Ao ganhar uma segunda temporada, The White Lotus passou a ser considerada como uma série dramática (mas com muito humor, vale frisar para quem nunca viu) no Emmy. Entre as 24 indicações ao prêmio, estão melhor série dramática, direção, roteiro, ator coadjuvante (F. Murray Abraham, Michael Imperioli, Theo James e Will Sharpe) e atriz coadjuvante (Jennifer Coolidge, Meghann Fahy, Sabrina Impacciatore, Aubrey Plaza e Simona Tabasco).

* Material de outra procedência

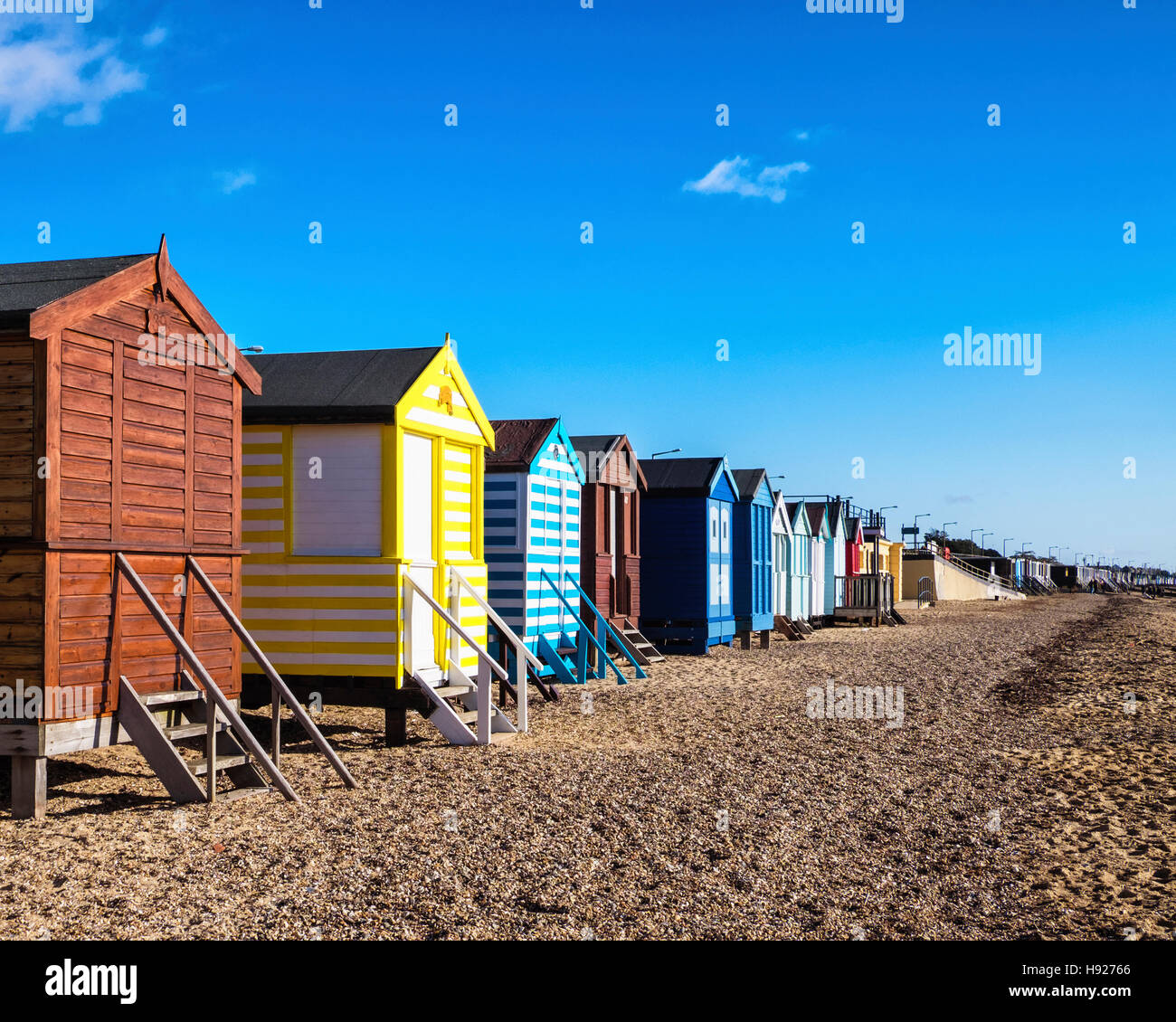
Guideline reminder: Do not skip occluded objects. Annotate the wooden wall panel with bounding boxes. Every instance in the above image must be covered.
[0,337,36,539]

Saiba mais sobre as duas temporadas.
A 1ª temporada de "The White Lotus"
Os seis episódios da primeira temporada de The White Lotus conseguem conjugar de modo brilhante comédia cáustica, dramas empáticos, mistério policial e crítica social — o alvo é o privilégio branco, a elite que jamais cede seu lugar ou estende a mão sem querer nada em troca, aqueles que têm os meios para fazer o mundo mudar, mas preferem a estagnação, a gente que se safa simplesmente por causa do sobrenome ou da carteira.
De quebra, oferece três cenas raras ou talvez nunca vistas, todas temperadas por um senso de humor bizarro e um gosto pelo constrangimento e pelo choque: a primeira envolve a genitália masculina, a segunda, sexo entre homens, e a terceira, excrementos. São imagens que tão cedo não deixarão a cabeça do espectador.

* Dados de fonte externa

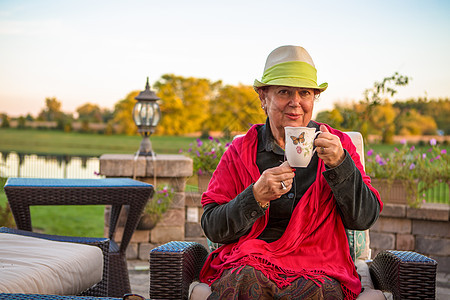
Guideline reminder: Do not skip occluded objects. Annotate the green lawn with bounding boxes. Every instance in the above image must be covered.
[0,129,450,237]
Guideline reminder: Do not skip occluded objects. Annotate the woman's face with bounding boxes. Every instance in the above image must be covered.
[260,85,315,139]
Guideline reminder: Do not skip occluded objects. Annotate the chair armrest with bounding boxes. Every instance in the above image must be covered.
[369,250,437,299]
[150,242,208,299]
[0,227,110,296]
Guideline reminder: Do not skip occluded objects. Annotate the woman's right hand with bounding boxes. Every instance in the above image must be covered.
[253,161,295,206]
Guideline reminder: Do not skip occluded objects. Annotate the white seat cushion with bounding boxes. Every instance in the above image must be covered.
[0,233,103,295]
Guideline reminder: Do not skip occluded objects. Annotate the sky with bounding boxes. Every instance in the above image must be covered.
[0,0,450,116]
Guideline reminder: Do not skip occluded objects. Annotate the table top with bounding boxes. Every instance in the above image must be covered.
[5,177,151,187]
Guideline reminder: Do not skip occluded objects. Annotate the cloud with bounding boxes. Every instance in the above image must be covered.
[0,19,63,36]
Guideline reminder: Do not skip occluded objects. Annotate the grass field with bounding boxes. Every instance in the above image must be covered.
[0,129,450,237]
[0,128,200,156]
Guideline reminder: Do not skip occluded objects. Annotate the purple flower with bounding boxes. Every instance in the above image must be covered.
[375,154,386,166]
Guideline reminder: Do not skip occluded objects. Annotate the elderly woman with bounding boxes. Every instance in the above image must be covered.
[200,46,382,299]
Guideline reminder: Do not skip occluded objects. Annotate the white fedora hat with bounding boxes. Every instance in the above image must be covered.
[253,46,328,92]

The White Lotus foi criada, escrita e dirigida pelo californiano Mike White, 53 anos, roteirista (e ator) dos filmes Por um Sentido na Vida (2002) e Escola de Rock (2003) e da série Enlightened (2011-2013). A trama começa em um saguão de aeroporto. Um casal de meia-idade tenta puxar papo com um sujeito de seus 30 anos. Na conversa truncada, descobrimos que ele estava em lua de mel e que houve um assassinato no resort de luxo onde se hospedara em uma ilha do Havaí, o White Lotus — "Tirando isso, as férias foram boas?", pergunta a mulher, no primeiro indício do tipo de humor que virá pela frente. O caixão com o corpo seguirá viagem no mesmo voo. Quem teria morrido? Será que a esposa dele, ausente na sala de espera? Óbvia mas espertamente, os diálogos não revelam essa identidade, que só será descoberta bem mais adiante.

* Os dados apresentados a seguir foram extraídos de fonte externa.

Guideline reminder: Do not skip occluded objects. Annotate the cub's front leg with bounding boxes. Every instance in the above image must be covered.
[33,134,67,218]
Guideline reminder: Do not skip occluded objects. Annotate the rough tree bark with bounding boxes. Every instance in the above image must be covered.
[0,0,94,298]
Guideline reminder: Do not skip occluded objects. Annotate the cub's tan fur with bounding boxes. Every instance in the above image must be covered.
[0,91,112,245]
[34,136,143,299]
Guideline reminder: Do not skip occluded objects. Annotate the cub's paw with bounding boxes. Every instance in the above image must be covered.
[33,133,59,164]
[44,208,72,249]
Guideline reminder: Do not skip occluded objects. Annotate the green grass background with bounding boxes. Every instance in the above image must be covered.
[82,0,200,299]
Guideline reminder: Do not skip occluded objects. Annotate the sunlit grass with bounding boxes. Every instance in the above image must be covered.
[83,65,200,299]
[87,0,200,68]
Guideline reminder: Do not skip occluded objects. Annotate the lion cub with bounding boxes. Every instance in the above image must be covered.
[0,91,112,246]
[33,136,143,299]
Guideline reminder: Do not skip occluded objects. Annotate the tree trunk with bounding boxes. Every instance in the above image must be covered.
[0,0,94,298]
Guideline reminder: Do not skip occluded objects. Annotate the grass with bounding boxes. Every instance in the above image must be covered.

Aí, a série recua uma semana no tempo para acompanhar a chegada de um grupo de novos hóspedes ao White Lotus. O cara do aeroporto é o mimado Shane (interpretado por Jake Lacy) recém casado com Rachel (Alexandra Daddario), uma jornalista em crise existencial — e por meio da qual Mike White também abordará o machismo estrutural. No barco, ainda está a família Mossbacher: Nicole (Connie Britton), empresária que não para de trabalhar mesmo durante as férias, seu marido, Mark (Steve Zahn), um tanto emasculado pelo sucesso da esposa, a jovem Olivia (Sydney Sweeney), que trouxe junto uma amiga, Paula (Brittany O'Grady, atriz filha de pai branco e mãe negra), que por sua vez trouxe um farnel de psicotrópicos, e o adolescente Quinn (Fred Hechinger), mais interessado nos seus apetrechos eletrônicos. Completa a lista Tanya McQuoid (Jennifer Coolidge), uma ricaça carente e alcoolista que veio ao Havaí para jogar no mar as cinzas de sua falecida mãe.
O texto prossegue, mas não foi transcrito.